Comment aussi ne pas s’interroger strictement sur les plans scientifique et méthodologique ? L’ancienne région naturelle de la presqu’île du Cap-Vert, incluant la Patte d’Oie, Thiaroye, Rufisque jusqu’à Thiémassas, et toute la Petite-Côte, est remplie d’histoire. Elle est un réservoir de sites archéologiques divers qui nous remontent aux civilisations du Paléolithique supérieur et du Néolithique, avec leurs différents artéfacts, et mérite une plus grande attention sur les faits d’histoire moderne, intrinsèquement liés à la traite négrière du XIVe au XVIIIe siècle. Il faudra sans nul doute et de toute évidence, faire la part des choses entre toutes ces séquences historiques. Evidemment, la datation au Carbone 14 ou avec d’autres procédés encore plus pointus édifiera sur les probables squelettes et différents artéfacts qui seront trouvés. On ne peut pas manquer d’attirer l’attention sur cet aspect des choses.
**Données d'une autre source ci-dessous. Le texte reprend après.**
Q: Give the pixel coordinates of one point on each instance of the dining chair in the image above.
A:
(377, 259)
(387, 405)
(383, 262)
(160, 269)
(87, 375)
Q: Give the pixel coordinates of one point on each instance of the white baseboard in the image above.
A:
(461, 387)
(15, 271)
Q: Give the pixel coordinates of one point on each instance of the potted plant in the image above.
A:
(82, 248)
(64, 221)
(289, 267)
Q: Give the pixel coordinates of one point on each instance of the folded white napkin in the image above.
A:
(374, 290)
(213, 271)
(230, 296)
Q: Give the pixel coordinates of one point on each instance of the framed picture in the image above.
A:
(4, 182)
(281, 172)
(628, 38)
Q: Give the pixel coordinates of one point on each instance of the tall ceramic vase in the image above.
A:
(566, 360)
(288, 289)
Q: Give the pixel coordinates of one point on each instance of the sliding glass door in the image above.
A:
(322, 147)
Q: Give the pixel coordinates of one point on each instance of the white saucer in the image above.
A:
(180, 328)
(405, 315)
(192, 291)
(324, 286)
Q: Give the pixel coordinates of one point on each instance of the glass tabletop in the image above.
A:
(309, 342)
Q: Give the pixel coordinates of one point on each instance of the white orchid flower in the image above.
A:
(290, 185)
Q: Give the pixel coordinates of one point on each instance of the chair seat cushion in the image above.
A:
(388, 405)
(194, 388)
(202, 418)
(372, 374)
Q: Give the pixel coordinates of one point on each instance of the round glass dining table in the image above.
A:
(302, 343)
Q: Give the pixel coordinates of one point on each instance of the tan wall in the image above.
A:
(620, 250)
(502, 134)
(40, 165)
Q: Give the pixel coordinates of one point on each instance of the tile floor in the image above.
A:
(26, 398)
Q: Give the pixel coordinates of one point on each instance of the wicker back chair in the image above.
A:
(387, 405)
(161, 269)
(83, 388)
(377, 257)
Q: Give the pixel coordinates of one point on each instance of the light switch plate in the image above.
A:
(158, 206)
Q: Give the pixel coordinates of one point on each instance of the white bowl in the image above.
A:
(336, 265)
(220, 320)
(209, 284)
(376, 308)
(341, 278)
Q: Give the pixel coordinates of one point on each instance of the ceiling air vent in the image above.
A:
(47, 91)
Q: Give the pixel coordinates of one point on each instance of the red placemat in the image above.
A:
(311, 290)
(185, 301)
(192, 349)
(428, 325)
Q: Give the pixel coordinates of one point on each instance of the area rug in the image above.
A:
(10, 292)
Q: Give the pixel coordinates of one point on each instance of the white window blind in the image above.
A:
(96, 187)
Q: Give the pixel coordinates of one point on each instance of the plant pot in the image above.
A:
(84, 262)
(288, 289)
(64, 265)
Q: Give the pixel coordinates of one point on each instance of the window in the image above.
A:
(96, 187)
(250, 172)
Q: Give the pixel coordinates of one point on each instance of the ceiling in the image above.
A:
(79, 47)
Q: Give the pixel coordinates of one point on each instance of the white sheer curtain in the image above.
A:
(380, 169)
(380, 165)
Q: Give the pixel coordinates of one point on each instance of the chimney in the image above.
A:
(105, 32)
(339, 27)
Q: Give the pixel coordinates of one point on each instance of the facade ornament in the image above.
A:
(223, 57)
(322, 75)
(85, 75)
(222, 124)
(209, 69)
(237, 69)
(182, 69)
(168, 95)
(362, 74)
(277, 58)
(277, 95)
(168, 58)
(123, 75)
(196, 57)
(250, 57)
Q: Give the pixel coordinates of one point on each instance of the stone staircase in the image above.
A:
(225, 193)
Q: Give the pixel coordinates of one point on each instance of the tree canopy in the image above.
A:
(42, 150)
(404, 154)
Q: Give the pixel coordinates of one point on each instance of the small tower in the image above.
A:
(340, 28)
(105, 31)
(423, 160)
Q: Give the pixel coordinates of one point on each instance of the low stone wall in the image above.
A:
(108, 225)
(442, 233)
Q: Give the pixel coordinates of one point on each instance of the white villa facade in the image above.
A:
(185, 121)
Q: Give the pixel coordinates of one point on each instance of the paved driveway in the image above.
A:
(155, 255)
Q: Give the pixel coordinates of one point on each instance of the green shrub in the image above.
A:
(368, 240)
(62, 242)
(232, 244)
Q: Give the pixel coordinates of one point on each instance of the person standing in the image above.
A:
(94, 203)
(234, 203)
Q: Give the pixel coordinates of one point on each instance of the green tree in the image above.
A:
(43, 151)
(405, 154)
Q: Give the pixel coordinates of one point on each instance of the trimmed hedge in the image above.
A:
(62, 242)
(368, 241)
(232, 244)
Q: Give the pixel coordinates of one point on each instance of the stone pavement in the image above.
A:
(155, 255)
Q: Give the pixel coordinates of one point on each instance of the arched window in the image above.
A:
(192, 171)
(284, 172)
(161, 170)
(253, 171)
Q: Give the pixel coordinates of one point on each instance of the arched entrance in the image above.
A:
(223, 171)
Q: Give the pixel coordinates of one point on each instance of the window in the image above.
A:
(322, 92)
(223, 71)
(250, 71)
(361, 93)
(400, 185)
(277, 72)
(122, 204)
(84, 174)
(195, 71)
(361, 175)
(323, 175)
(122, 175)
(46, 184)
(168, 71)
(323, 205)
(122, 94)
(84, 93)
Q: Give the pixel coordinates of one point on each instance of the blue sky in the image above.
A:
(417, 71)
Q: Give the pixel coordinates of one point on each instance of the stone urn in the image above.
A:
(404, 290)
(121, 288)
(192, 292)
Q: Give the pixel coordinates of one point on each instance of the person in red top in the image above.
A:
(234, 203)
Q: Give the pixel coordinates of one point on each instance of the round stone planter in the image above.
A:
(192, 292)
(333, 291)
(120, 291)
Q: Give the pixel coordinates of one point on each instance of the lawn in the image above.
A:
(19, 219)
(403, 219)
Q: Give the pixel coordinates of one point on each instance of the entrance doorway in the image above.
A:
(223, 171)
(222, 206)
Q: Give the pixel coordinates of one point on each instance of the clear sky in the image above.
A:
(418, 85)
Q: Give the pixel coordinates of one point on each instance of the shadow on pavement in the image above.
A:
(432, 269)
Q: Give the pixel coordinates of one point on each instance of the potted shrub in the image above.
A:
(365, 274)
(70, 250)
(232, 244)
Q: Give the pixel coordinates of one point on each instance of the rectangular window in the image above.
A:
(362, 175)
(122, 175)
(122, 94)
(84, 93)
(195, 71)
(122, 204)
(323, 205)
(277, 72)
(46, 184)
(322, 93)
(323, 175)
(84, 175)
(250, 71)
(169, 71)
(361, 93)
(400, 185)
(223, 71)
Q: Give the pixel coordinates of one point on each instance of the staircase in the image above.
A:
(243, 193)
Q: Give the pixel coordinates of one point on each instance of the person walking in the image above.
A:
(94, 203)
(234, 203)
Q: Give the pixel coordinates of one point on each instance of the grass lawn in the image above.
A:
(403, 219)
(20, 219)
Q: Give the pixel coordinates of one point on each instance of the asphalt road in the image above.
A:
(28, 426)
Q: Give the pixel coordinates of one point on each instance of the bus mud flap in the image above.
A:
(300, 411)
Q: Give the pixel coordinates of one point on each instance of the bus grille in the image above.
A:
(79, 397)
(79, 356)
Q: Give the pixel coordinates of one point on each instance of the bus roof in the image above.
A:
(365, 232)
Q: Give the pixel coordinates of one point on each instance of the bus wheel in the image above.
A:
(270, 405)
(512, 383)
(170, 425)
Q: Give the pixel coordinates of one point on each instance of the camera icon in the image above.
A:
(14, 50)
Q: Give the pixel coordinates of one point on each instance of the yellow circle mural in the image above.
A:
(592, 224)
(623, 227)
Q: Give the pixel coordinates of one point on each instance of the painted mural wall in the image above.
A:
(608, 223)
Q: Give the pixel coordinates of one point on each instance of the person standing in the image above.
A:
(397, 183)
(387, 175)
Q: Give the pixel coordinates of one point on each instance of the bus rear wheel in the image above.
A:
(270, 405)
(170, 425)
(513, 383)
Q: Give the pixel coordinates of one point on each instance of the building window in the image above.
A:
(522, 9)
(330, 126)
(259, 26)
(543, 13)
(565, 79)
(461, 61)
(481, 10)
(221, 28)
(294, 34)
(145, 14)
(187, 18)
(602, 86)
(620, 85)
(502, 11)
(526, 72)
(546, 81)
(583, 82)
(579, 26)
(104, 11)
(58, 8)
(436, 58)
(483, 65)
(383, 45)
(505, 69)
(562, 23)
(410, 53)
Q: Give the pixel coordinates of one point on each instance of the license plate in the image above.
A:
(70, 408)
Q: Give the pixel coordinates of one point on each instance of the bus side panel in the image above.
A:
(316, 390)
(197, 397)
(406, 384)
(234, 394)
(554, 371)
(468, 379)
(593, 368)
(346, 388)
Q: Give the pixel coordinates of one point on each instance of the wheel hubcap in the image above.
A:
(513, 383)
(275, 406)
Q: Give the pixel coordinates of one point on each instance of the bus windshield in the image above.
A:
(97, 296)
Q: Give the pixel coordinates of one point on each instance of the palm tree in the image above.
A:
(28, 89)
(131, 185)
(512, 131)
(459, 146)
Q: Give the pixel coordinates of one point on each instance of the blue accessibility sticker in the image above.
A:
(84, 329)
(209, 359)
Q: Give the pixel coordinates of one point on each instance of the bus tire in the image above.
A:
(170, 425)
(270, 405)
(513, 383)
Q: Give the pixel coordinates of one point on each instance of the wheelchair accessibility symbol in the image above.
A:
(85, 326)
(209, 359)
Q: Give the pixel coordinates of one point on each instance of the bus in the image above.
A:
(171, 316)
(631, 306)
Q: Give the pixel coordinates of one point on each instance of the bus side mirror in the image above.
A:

Il se trouve par ailleurs aussi qu’un seul témoignage, quel qu’il soit, ne suffit pas en la matière pour engager des fouilles d’une si grande sensibilité et importance. D’autres sites probables de fosses communes sont signalés, sur le camp de Thiaroye même, chez les mécaniciens, autour du marché, sur le Cem, sur l’autoroute à péage. Il faudrait des moyens modernes conséquents de télédétection et de prospection, de grands budgets, des équipes éprouvées et d’expérience, et un agenda qui nous sort de l’immédiat. Du Caire, le pays des pyramides et des pharaons, au Cap en Afrique du Sud, pays de l’Australopithecus africanus, tout le long de la côte orientale d’Afrique, de Méroé-Kouch au plateau d’Abyssinie et Cap Gardafui, dans la Rift Valley, la Vallée de l’Omo, le territoire de Lucie, de Ororin, de l’Afarensis, de l’homo sapiens sapiens, au Tchad, le pays de Toumaï, le plus vieux squelette connu de l’homme, dans la vallée du Niger, dans le Hodh mauritanien, etc., les avancées dans le domaine de l’archéologie sont colossales et reposent toutes sur la coopération internationale, depuis des décades, avec leurs différents résultats qui ne souffrent d’aucune contestation.
La Panaf, organisation panafricaine d’archéologie, créée par le Pr Leakey, depuis 1947, tenue à Dakar en 2010, aura montré que l’Afrique, berceau de l’Humanité, le principal théâtre des fouilles de toutes sortes, souffre dans ce domaine d’un grand retard et de manques criants. Sur les deux cents à trois participants, on ne comptait pas une vingtaine venant du continent, essentiellement du Sénégal, du Maroc et du Mali. L’Europe et l’Améri-que comptaient le plus grand nombre.
Ces fouilles sur Thiaroye 44 méritent d’être inscrites dans la transparence, l’efficience et l’efficacité, dans la durabilité et dans la coopération internationale, en tant que grand chantier du Sénégal et du monde sur les violences coloniales.